Bara is a locality situated in Svedala Municipality, Skåne County, Sweden with 3,444 inhabitants in 2010. Bara is approximately 12 km east of central Malmö.

== History ==
North of Bara (area called Bara Kyrka) lies Bara church and in 1964, the construction of modern Bara started south of the church. Originally Bara was its own municipality but in 1977 it became a part of Svedala Municipality.

== Community facilities ==
In Bara there are grocery stores and fast food, health and cultural services in the form of a dentist, health centre and library, as well as a bank, an ICA store and estate agents.

Bara has two primary schools (Spångholmsskolan and Baraskolan) and four pre-schools.
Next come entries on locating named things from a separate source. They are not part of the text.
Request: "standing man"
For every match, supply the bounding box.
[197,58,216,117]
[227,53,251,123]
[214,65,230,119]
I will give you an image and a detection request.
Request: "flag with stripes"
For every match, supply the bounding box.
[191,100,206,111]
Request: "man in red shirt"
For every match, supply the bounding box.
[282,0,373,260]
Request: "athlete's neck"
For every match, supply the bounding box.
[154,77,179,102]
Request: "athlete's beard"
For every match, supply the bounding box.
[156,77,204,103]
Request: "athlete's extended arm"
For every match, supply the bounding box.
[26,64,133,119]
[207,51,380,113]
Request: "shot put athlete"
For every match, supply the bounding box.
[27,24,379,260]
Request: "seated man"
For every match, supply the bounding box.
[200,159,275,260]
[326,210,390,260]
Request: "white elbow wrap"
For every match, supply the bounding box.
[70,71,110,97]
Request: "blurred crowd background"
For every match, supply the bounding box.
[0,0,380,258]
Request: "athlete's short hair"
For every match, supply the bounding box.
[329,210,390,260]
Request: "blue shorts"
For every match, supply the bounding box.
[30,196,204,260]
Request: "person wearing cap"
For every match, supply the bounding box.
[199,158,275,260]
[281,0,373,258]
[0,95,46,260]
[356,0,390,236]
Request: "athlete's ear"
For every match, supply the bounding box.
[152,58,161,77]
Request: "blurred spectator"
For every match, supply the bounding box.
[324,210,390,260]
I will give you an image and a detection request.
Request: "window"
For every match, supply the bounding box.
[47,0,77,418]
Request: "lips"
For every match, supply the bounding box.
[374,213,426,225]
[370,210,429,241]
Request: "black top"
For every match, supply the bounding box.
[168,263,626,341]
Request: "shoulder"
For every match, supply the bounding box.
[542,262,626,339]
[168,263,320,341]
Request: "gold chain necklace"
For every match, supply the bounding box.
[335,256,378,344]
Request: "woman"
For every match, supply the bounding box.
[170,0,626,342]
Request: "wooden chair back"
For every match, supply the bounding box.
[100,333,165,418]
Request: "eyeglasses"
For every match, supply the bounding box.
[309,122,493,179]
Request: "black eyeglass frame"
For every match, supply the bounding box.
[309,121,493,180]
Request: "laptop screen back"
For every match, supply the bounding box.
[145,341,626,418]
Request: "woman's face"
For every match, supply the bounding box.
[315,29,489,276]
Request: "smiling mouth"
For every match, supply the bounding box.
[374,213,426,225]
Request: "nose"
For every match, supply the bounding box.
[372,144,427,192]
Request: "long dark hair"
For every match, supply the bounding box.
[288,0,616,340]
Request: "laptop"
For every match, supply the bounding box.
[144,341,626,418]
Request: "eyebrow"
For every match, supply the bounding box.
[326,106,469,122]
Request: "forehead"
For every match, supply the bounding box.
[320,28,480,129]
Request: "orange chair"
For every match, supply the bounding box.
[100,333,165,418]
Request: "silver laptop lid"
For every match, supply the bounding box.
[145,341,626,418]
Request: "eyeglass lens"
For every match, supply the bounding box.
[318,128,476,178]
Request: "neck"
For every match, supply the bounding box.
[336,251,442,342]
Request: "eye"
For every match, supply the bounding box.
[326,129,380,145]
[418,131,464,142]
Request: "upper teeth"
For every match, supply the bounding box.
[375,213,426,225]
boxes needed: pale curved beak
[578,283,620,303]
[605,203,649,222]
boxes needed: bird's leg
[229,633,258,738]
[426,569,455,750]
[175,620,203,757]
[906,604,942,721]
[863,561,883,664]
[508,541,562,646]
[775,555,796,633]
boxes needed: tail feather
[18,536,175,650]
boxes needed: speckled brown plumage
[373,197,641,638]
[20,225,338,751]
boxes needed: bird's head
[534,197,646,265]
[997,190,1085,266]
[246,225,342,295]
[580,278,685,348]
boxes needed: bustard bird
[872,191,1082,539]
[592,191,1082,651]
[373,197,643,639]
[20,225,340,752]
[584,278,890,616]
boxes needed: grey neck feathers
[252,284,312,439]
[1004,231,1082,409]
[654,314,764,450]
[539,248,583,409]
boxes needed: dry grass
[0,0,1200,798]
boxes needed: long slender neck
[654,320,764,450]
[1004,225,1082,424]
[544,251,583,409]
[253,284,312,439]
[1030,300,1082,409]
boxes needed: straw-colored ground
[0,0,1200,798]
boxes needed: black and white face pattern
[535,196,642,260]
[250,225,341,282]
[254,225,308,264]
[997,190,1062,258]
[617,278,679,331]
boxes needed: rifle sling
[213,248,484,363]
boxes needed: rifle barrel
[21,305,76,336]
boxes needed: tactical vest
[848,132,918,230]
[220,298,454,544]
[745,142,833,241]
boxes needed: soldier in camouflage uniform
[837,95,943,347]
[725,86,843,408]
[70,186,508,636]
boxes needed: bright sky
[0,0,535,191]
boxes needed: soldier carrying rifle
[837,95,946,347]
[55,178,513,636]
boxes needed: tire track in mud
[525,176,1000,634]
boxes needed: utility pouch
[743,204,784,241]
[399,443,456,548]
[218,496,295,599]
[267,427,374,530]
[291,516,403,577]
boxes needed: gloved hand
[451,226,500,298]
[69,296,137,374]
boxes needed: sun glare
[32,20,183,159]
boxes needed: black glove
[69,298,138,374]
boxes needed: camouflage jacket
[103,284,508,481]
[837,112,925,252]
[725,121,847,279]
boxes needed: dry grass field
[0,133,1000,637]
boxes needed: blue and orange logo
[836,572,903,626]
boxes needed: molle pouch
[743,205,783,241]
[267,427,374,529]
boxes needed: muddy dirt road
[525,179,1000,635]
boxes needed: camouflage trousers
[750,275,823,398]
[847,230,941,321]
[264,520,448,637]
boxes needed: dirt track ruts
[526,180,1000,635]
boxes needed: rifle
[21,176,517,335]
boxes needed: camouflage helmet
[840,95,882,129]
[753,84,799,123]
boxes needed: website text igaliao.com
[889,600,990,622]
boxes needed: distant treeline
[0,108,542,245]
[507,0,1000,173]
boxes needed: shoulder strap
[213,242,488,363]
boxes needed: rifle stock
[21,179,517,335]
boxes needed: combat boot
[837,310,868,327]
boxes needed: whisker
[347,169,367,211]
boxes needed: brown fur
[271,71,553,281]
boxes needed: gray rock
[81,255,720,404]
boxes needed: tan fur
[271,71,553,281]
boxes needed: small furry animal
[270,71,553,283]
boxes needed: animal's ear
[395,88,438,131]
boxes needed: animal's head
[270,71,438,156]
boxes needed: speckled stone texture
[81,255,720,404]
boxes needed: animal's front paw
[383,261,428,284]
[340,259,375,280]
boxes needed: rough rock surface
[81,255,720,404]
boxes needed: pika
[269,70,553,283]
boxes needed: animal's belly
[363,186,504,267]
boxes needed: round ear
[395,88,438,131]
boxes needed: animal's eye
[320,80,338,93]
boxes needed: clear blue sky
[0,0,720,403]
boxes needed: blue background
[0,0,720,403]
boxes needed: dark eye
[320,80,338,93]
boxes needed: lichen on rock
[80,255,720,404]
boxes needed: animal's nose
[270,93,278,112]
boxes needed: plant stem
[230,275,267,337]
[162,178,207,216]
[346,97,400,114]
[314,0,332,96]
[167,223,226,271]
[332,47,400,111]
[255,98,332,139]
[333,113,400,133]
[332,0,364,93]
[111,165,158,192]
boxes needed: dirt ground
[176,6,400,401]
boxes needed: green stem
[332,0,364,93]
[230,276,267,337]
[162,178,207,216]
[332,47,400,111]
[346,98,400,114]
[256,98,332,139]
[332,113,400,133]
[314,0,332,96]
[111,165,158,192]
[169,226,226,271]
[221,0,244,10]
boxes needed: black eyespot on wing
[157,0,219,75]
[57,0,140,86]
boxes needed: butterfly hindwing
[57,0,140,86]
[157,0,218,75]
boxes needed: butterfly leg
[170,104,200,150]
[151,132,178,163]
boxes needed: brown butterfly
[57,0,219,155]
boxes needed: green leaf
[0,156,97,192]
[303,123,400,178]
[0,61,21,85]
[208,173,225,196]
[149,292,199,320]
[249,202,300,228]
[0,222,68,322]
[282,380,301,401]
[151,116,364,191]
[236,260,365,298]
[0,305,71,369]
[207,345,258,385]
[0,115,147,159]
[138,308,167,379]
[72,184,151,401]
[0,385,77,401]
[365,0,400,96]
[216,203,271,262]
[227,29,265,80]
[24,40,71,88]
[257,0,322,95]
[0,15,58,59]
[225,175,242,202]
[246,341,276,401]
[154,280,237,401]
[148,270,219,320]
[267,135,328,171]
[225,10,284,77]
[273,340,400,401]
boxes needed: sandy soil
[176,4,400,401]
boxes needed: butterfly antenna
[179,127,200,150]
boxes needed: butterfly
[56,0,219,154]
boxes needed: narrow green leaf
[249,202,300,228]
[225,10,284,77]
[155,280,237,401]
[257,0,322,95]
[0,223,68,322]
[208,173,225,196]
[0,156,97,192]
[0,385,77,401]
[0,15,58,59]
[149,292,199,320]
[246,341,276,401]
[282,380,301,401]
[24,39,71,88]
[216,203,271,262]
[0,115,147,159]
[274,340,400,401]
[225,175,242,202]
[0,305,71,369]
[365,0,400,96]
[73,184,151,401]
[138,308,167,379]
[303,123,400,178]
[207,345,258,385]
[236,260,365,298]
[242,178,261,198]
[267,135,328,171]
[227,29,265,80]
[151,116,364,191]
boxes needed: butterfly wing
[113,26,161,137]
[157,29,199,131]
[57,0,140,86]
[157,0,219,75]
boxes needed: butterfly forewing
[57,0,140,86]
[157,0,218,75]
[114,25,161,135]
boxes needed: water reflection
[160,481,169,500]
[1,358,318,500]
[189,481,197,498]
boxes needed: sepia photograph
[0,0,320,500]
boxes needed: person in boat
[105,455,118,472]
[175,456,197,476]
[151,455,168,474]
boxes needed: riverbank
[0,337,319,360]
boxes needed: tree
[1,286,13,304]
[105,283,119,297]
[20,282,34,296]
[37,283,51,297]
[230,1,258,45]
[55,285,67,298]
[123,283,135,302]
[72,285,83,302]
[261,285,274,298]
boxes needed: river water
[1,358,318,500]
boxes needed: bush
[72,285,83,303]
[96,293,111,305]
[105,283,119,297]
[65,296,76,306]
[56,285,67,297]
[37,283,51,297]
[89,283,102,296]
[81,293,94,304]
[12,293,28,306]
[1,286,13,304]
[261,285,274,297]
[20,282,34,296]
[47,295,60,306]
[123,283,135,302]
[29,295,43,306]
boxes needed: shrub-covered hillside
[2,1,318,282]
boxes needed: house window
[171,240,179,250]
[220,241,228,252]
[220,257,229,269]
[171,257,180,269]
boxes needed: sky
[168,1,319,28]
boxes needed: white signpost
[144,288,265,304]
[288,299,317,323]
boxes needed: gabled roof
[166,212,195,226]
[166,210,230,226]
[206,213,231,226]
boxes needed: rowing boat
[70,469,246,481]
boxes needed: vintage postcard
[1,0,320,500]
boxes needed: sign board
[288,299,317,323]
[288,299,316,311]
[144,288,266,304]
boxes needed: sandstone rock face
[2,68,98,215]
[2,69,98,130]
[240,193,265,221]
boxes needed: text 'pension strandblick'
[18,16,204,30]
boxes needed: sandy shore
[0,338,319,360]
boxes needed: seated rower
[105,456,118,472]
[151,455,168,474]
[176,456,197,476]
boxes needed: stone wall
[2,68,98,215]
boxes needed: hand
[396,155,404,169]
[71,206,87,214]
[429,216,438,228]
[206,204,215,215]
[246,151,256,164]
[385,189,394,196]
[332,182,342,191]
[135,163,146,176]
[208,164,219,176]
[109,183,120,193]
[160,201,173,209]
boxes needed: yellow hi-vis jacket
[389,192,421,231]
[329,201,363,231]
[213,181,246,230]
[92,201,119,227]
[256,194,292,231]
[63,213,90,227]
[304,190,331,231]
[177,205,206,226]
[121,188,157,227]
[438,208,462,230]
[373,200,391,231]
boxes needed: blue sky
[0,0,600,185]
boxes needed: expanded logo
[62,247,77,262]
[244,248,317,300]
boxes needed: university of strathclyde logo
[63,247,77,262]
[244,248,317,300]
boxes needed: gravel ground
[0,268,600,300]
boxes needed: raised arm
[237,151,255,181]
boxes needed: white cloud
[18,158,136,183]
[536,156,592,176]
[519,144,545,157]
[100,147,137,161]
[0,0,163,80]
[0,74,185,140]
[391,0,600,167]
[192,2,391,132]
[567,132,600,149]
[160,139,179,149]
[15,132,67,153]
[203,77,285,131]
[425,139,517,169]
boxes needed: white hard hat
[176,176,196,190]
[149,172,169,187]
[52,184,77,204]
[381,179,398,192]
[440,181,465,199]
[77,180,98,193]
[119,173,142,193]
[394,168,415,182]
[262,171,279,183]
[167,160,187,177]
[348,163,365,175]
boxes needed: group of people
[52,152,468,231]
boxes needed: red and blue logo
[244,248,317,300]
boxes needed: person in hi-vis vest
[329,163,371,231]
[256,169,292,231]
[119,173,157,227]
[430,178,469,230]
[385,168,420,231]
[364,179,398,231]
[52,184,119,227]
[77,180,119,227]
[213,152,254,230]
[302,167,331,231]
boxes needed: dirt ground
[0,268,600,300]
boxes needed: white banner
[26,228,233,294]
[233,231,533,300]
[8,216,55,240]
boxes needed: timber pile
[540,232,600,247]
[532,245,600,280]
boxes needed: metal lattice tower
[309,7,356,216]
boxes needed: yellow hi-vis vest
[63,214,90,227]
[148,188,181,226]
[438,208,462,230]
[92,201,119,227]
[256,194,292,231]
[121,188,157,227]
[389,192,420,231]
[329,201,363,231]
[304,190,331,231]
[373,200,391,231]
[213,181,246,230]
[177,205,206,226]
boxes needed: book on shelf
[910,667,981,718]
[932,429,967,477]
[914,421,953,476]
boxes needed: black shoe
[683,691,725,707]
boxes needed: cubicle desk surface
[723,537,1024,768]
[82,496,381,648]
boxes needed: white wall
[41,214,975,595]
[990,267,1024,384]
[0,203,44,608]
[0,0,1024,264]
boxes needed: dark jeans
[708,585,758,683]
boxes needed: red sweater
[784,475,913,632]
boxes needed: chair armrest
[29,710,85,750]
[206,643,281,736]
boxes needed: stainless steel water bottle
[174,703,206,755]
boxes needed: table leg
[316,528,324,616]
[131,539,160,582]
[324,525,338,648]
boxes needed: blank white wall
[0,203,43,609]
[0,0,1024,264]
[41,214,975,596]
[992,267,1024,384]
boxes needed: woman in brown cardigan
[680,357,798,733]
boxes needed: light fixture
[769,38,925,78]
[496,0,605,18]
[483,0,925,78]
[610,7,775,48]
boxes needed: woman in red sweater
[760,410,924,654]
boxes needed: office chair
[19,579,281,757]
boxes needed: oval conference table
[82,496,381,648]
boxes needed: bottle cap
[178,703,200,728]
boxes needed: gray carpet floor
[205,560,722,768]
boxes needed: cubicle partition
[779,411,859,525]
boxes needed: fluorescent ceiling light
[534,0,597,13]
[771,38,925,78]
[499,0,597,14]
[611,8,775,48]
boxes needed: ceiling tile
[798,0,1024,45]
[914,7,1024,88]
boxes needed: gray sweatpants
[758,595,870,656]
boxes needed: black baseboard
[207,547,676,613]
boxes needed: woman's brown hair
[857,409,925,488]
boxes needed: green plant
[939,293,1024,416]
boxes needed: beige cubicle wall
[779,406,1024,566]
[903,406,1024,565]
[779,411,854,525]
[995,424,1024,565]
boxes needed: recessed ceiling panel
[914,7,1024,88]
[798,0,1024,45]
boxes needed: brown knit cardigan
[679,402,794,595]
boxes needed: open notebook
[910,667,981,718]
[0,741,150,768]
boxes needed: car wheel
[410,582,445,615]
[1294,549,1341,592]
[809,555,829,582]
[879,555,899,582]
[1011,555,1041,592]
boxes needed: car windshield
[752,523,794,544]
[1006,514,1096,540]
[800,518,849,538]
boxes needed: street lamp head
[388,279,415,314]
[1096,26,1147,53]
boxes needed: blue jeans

Spångholmskolan is currently undergoing renovation, and so are two of the four pre-schools.

In October 2009, the idea of expanding and renewing central Bara began to take shape under the project name "New Bara." In short, the idea consists of "investments in housing, a completely new cityscape, commercial premises, services, new infrastructure and spectacular leisure attractions. In December 2010, a new multi-sports hall (Kuben) was inaugurated as part of this project, it is mainly used for sports or afterschool activities. Since then, 60 rental apartments have been built in the so-called "New Bara" and a total of over 1000 rental and residential apartments and villas are planned. On 14 February 2011 construction began on a new school in Bara. The name has not yet been determined.

South of Bara lies a PGA golf course. It was introduced by Annika Sörenstam on 12 June 2009.